Justin Hook: As you think about insurance portfolio management, the focus can’t just be on total return or improving income, you also have a lot of externalities that you need to put on an insurance lens to evaluate the market and the opportunity set and there is liability driven, which broadly for life insurers, like me, are focused on, as we consider their opportunities.
One of the interesting dynamics of the market right now is, coming into [2024], everyone was pricing in five to seven cuts, and it was almost as if it was going to happen but now that narrative has changed and we are going to be in an environment where rates are going to be ‘higher for longer’ but given the potential outcome, sponsors who are issuing debt are looking to issue in the three to five year where life insurers typically have a much longer liability profile in the eight to 10- year range.
"Given the rate volatility, it makes sense to keep your duration profile on your asset balance sheet for your reserves in line with your liability."
This is a challenge that we need to look to overcome and as you evaluate the pipeline across public and private markets, this needs to be taken into consideration.
One way to do this is to put on a barbell trade to take advantage of the cross-sector relative value that you can see across markets by purchasing front-end asset-backed securities (ABS) to take advantage of the yield curve where spreads are still wide when you compare them to publicly traded investment grade (IG) and you can then barbell this in the long end whether it is public IG that is more stable whether it is in the utility space or other private sectors or even infrastructure debt that is going to give you that longer duration profile and there is stability in the cashflow. This means that you can barbell in a duration as well as in a credit basis.
Given the rate volatility that we have seen, it makes a lot of sense to make sure that you keep your duration profile on your asset balance sheet for your reserves in line with your liability.
Justin Hook: The starting point matters as you think about where your portfolio is positioned and where your strategic asset allocation is. From here you can decide how you are going to navigate the opportunity set that you see.
To your point on term premium, we have seen an erosion there and it is predicated on the strong technical, particularly in public markets. Everyone is looking for that long duration and when it does come to market, everyone is chasing it, and spreads are tightening so you are not getting that spread pick up in the public markets.
"From an overall relative value perspective, securitised markets
still makes a lot of sense."
There is an opportunity to look at the private markets where you can work with originators and negotiate specific customisation on the assets that you are looking for so you can still focus in private credit, infrastructure, commercial mortgage, etc. There are areas where you can set the box that you are looking to invest in and have a customised solution to match those liabilities that you are looking for.
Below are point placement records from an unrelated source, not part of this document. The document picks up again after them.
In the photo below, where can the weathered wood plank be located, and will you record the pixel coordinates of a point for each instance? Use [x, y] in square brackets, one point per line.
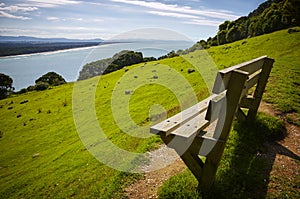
[223, 76]
[249, 66]
[266, 70]
[247, 102]
[214, 106]
[169, 125]
[192, 127]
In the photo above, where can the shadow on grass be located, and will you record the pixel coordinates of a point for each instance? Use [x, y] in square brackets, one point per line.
[246, 164]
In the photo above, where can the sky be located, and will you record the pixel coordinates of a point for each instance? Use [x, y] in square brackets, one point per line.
[105, 19]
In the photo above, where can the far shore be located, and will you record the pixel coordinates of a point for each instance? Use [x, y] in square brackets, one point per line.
[62, 49]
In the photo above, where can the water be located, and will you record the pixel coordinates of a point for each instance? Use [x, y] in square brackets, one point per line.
[25, 69]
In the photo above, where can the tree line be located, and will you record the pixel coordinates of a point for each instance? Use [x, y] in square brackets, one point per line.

From an overall relative value perspective, securitised markets still makes a lot of sense. As you look to rotate away from some of the traditional collateral pools that you see on the consumer side, there are a lot of opportunities in new spaces with digital infrastructure being an area where you are going to see tremendous amounts of growth. Whether it is a data centre, fibre, etc., you are going to see a lot of opportunity there, but you still want to be mindful of the bottom-up approach in how you look at these investments and be mindful of the spreads.
We have seen some of these come to the public markets and sometimes they are oversubscribed, and the spreads compress pretty dramatically so you still need to be mindful of those and focus on the top tier sponsors.